< Psalmen 147 >
1 Looft den HEERE, want onzen God te psalmzingen is goed, dewijl Hij liefelijk is; de lof is betamelijk.
Chvalte Hospodina, nebo dobré jest zpívati žalmy Bohu našemu, nebo rozkošné jest, a ozdobná jest chvála.

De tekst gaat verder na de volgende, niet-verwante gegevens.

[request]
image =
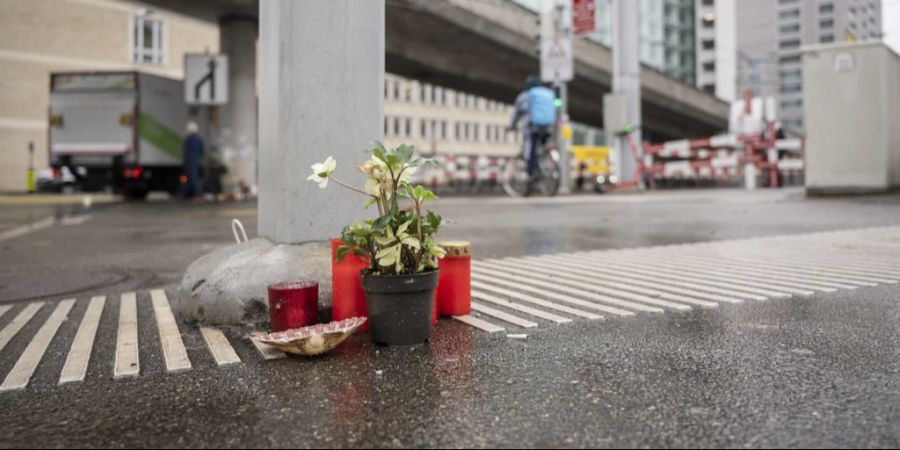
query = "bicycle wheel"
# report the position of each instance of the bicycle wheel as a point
(515, 177)
(550, 173)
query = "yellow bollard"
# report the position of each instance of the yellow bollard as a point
(31, 179)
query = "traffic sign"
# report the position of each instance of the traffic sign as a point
(584, 18)
(557, 63)
(205, 79)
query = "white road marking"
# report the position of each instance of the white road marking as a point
(677, 280)
(169, 336)
(794, 279)
(480, 324)
(797, 268)
(497, 314)
(219, 346)
(614, 279)
(737, 281)
(533, 280)
(79, 357)
(488, 284)
(630, 292)
(4, 309)
(26, 229)
(127, 356)
(702, 277)
(13, 328)
(21, 373)
(614, 294)
(521, 308)
(268, 353)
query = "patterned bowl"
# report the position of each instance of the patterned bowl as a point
(313, 340)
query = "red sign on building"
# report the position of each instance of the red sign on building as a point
(583, 17)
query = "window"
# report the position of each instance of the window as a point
(789, 29)
(789, 45)
(792, 104)
(148, 40)
(790, 59)
(789, 14)
(792, 75)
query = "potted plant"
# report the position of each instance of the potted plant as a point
(399, 245)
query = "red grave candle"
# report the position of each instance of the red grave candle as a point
(348, 299)
(454, 292)
(293, 304)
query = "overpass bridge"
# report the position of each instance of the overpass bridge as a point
(488, 47)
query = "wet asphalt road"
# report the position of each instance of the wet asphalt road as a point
(822, 371)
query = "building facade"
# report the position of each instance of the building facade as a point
(441, 121)
(40, 37)
(756, 45)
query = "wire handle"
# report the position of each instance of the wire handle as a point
(236, 226)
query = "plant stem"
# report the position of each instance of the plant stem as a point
(333, 178)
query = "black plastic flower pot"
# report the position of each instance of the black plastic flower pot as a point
(400, 307)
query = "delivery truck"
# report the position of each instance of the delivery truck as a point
(118, 130)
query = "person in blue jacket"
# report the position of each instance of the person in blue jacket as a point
(193, 158)
(537, 106)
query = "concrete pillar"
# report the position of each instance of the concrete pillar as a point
(627, 74)
(321, 94)
(237, 39)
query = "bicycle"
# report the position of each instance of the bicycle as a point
(546, 179)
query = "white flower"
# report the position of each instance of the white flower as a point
(321, 172)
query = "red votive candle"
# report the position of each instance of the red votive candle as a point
(454, 292)
(348, 299)
(293, 304)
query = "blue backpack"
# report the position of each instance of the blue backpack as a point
(542, 106)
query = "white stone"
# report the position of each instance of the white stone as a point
(229, 286)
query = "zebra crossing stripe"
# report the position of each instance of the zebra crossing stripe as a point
(677, 280)
(521, 308)
(533, 280)
(782, 277)
(267, 352)
(736, 280)
(480, 324)
(21, 373)
(613, 279)
(218, 345)
(13, 328)
(536, 301)
(506, 317)
(702, 277)
(491, 284)
(630, 292)
(816, 272)
(79, 357)
(127, 355)
(169, 336)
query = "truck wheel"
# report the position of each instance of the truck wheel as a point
(136, 194)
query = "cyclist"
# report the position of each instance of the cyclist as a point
(537, 105)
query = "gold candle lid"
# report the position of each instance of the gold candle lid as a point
(457, 248)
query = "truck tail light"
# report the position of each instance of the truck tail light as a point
(134, 173)
(126, 119)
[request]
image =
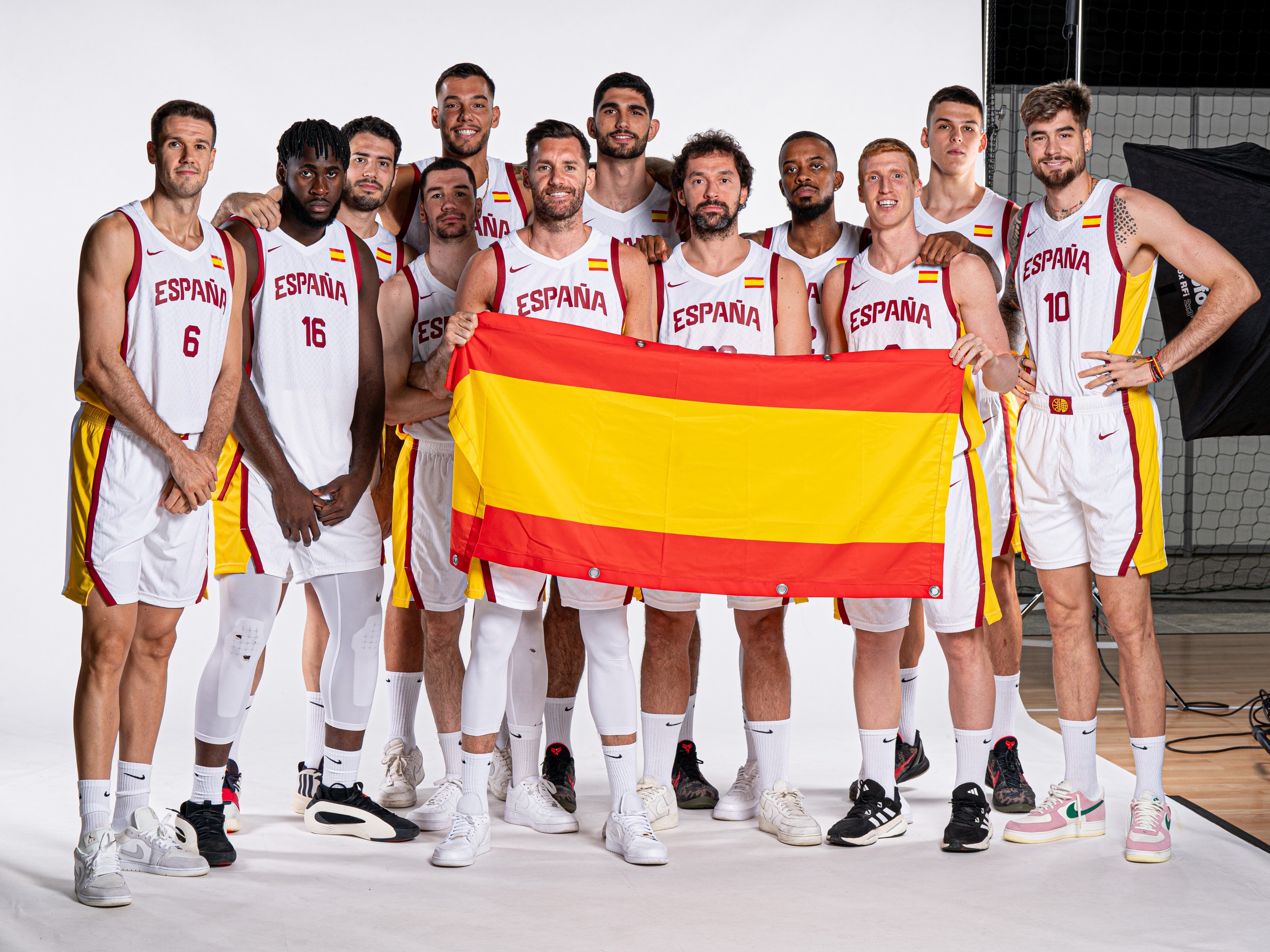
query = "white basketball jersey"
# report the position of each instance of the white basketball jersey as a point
(910, 310)
(653, 216)
(854, 238)
(502, 206)
(389, 252)
(735, 313)
(433, 303)
(583, 289)
(1075, 292)
(178, 314)
(305, 338)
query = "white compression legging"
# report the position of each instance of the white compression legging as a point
(350, 672)
(507, 669)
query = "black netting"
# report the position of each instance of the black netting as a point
(1178, 73)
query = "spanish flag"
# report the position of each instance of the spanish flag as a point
(596, 456)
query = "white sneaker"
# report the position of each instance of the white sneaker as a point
(741, 801)
(98, 880)
(780, 812)
(403, 774)
(150, 846)
(439, 810)
(501, 772)
(531, 804)
(629, 834)
(468, 837)
(661, 804)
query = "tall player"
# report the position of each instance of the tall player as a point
(557, 252)
(1089, 446)
(157, 379)
(309, 418)
(886, 299)
(628, 204)
(712, 181)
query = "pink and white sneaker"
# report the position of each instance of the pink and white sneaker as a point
(1150, 837)
(1065, 813)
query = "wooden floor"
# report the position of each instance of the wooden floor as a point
(1230, 668)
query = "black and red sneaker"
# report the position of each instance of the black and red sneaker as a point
(558, 768)
(691, 790)
(1011, 794)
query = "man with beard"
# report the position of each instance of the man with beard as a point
(712, 180)
(294, 504)
(1089, 482)
(628, 204)
(531, 272)
(154, 412)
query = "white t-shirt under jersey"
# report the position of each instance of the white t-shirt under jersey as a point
(854, 238)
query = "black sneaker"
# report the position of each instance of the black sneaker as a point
(1011, 794)
(969, 831)
(558, 768)
(873, 817)
(204, 832)
(348, 812)
(691, 790)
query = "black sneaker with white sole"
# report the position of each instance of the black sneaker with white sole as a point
(347, 812)
(873, 817)
(205, 825)
(969, 831)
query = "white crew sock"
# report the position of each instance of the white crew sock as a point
(131, 793)
(1004, 714)
(94, 805)
(622, 766)
(908, 705)
(1149, 763)
(559, 720)
(526, 743)
(773, 749)
(340, 767)
(316, 729)
(686, 728)
(209, 783)
(878, 752)
(476, 774)
(403, 704)
(972, 756)
(1081, 754)
(453, 753)
(661, 734)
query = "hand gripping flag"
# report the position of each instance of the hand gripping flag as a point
(591, 455)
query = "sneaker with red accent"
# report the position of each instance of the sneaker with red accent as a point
(1150, 836)
(1066, 813)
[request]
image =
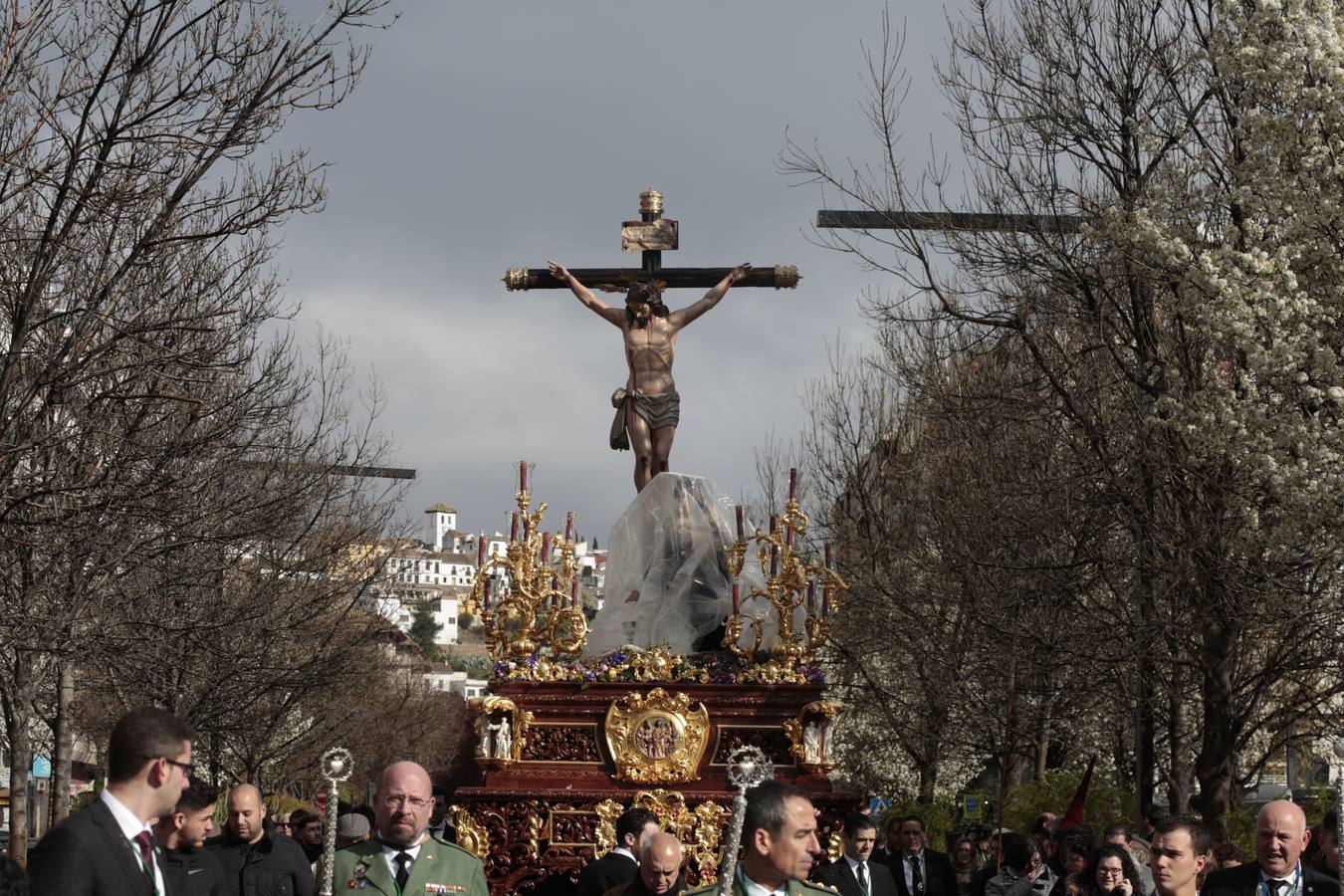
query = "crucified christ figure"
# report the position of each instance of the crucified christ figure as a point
(648, 408)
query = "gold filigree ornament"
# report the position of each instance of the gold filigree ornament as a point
(471, 833)
(607, 813)
(522, 600)
(810, 733)
(500, 730)
(710, 819)
(791, 583)
(656, 738)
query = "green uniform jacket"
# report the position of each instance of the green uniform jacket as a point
(440, 869)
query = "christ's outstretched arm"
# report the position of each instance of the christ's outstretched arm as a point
(584, 295)
(684, 316)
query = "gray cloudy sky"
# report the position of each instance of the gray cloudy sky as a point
(496, 134)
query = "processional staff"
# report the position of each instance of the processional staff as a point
(748, 768)
(337, 766)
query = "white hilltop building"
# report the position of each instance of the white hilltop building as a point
(440, 571)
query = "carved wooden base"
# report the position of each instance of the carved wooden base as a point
(542, 817)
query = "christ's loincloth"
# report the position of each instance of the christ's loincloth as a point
(657, 411)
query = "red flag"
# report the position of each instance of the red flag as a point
(1075, 808)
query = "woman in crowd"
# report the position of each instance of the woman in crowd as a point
(1108, 872)
(1023, 872)
(964, 864)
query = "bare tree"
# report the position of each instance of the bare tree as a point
(137, 230)
(1117, 113)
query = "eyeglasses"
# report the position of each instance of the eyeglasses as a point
(183, 766)
(414, 802)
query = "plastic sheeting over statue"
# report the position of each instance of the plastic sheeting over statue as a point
(667, 571)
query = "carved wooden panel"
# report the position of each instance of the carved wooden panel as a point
(771, 741)
(560, 743)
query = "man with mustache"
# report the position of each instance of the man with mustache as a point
(402, 857)
(1281, 835)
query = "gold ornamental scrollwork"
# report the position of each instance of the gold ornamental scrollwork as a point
(471, 833)
(500, 731)
(797, 590)
(607, 813)
(656, 738)
(809, 735)
(529, 596)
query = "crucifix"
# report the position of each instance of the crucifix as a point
(648, 407)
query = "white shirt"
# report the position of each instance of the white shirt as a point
(757, 889)
(390, 854)
(130, 826)
(853, 866)
(906, 861)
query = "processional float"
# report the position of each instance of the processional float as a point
(696, 679)
(567, 741)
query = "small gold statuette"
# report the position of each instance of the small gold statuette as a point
(502, 730)
(656, 738)
(809, 735)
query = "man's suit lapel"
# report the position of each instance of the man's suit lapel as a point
(376, 872)
(425, 869)
(121, 849)
(848, 883)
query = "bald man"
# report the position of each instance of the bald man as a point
(1281, 834)
(660, 869)
(258, 862)
(402, 857)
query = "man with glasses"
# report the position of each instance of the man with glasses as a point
(402, 857)
(856, 873)
(110, 849)
(258, 862)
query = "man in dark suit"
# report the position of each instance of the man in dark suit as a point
(620, 866)
(920, 871)
(1281, 834)
(108, 849)
(855, 873)
(191, 869)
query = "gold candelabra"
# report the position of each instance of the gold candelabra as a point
(522, 602)
(791, 581)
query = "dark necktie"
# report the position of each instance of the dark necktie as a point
(403, 869)
(146, 860)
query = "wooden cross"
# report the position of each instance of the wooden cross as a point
(902, 219)
(651, 235)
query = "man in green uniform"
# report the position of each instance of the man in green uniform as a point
(779, 844)
(402, 858)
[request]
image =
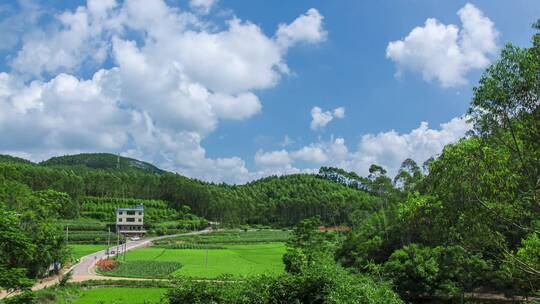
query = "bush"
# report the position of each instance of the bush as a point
(106, 265)
(418, 271)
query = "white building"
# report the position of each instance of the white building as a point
(130, 221)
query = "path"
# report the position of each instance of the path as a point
(85, 269)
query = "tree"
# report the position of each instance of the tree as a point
(16, 249)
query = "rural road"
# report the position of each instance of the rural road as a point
(85, 270)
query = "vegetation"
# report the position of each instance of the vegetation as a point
(144, 269)
(471, 220)
(277, 201)
(234, 260)
(230, 237)
(102, 161)
(465, 221)
(78, 251)
(316, 278)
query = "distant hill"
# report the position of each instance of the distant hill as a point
(105, 161)
(13, 159)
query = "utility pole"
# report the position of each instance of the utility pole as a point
(108, 242)
(206, 260)
(67, 235)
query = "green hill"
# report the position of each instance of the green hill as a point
(13, 159)
(105, 161)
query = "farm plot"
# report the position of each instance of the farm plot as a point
(230, 237)
(234, 260)
(80, 250)
(144, 269)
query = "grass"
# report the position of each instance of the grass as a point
(231, 237)
(79, 250)
(234, 260)
(119, 295)
(144, 269)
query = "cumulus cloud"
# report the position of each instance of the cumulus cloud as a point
(320, 118)
(388, 149)
(306, 28)
(446, 53)
(150, 96)
(202, 6)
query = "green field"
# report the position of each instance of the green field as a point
(233, 236)
(119, 295)
(79, 250)
(145, 269)
(235, 260)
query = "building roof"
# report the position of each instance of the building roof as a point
(140, 207)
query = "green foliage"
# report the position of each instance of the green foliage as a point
(418, 271)
(522, 268)
(102, 161)
(322, 283)
(144, 269)
(231, 236)
(238, 261)
(277, 201)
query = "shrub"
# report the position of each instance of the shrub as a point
(418, 270)
(323, 282)
(106, 265)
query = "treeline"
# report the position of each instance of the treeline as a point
(472, 223)
(274, 200)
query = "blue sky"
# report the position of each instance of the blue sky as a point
(211, 89)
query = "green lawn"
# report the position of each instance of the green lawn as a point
(79, 250)
(235, 260)
(120, 295)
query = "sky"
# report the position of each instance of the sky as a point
(231, 91)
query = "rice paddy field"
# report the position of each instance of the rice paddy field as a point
(233, 260)
(80, 250)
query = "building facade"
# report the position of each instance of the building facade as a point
(130, 221)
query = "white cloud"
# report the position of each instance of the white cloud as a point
(202, 6)
(320, 118)
(311, 154)
(306, 28)
(157, 102)
(272, 159)
(287, 141)
(388, 149)
(447, 53)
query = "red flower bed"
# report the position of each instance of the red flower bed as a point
(106, 265)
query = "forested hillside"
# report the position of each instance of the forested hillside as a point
(102, 161)
(467, 223)
(274, 200)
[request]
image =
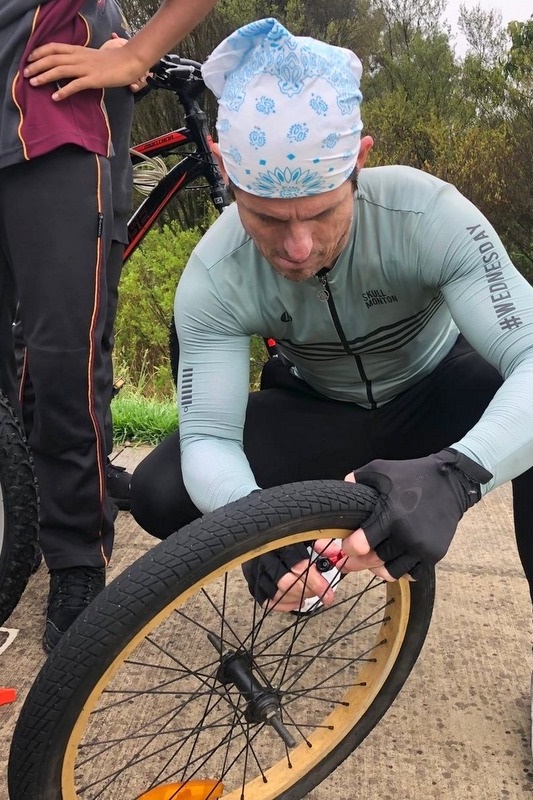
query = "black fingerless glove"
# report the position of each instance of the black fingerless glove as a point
(263, 573)
(421, 502)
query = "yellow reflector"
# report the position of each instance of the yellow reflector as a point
(192, 790)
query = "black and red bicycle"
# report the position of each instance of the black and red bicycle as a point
(174, 684)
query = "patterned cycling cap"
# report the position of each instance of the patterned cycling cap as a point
(288, 123)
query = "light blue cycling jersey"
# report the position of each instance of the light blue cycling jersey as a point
(421, 263)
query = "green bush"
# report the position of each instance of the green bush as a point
(146, 298)
(142, 420)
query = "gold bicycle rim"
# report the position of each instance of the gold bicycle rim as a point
(371, 678)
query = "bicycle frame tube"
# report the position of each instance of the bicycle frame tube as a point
(162, 144)
(190, 168)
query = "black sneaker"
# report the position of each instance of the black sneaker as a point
(118, 486)
(71, 591)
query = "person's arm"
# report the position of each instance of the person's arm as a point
(86, 68)
(213, 387)
(421, 501)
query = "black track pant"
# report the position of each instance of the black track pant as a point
(293, 434)
(56, 225)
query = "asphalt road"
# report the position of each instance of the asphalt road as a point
(459, 729)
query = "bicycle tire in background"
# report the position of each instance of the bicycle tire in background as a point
(119, 681)
(18, 511)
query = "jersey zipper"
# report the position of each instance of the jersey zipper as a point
(344, 341)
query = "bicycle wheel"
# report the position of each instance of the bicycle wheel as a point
(18, 511)
(175, 684)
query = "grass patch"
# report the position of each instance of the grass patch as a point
(142, 420)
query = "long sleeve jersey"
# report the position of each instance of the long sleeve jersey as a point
(421, 264)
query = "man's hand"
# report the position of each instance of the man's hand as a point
(421, 503)
(284, 579)
(82, 67)
(295, 587)
(118, 41)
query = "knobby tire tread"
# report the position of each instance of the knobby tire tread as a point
(151, 583)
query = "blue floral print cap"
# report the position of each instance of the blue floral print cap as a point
(289, 123)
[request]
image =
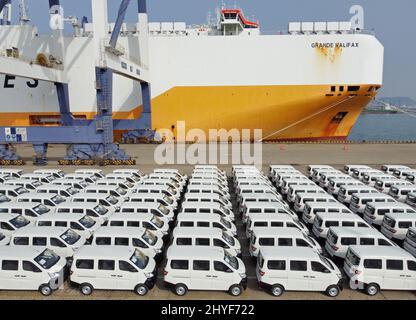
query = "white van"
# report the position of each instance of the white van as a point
(112, 203)
(113, 268)
(10, 222)
(209, 220)
(63, 241)
(41, 268)
(284, 237)
(30, 210)
(148, 221)
(396, 225)
(144, 240)
(156, 209)
(12, 191)
(374, 212)
(82, 224)
(27, 184)
(312, 208)
(200, 237)
(97, 212)
(340, 238)
(64, 191)
(345, 192)
(323, 221)
(191, 207)
(410, 241)
(359, 201)
(297, 269)
(47, 199)
(70, 183)
(273, 220)
(380, 268)
(308, 196)
(401, 192)
(335, 184)
(204, 268)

2 De HEERE bouwt Jeruzalem; Hij vergadert Israels verdrevenen.
Stavitel Jeruzaléma Hospodin, rozptýlený lid Izraelský shromažďuje,
3 Hij geneest de gebrokenen van hart, en Hij verbindt hen in hun smarten.
Kterýž uzdravuje skroušené srdcem, a uvazuje bolesti jejich,
4 Hij telt het getal der sterren; Hij noemt ze allen bij namen.
Kterýž sčítá počet hvězd, a každé z nich ze jména povolává.
5 Onze Heere is groot en van veel kracht; Zijns verstands is geen getal.
Velikýť jest Pán náš, a nesmírný v síle; rozumnosti jeho není počtu.
6 De HEERE houdt de zachtmoedigen staande; de goddelozen vernedert Hij, tot de aarde toe.
Pozdvihuje pokorných Hospodin, ale bezbožné snižuje až k zemi.
7 Zingt den HEERE bij beurte met dankzegging; psalmzingt onzen God op de harp.
Zpívejte Hospodinu s díkčiněním, zpívejte žalmy Bohu našemu na citaře,
8 Die de hemelen met wolken bedekt, Die voor de aarde regen bereidt; Die het gras op de bergen doet uitspruiten;
Kterýž zastírá nebesa hustými oblaky, nastrojuje zemi déšť, a vyvodí trávu na horách.
9 Die het vee zijn voeder geeft; aan de jonge raven, als zij roepen.
Kterýž dává hovadům potravu jejich, i mladým krkavcům, kteříž volají k němu.
10 Hij heeft geen lust aan de sterkte des paards; Hij heeft geen welgevallen aan de benen des mans.
Nemáť v síle koně zalíbení, aniž se kochá v lejtkách muže udatného.
11 De HEERE heeft een welgevallen aan hen, die Hem vrezen, die op Zijn goedertierenheid hopen.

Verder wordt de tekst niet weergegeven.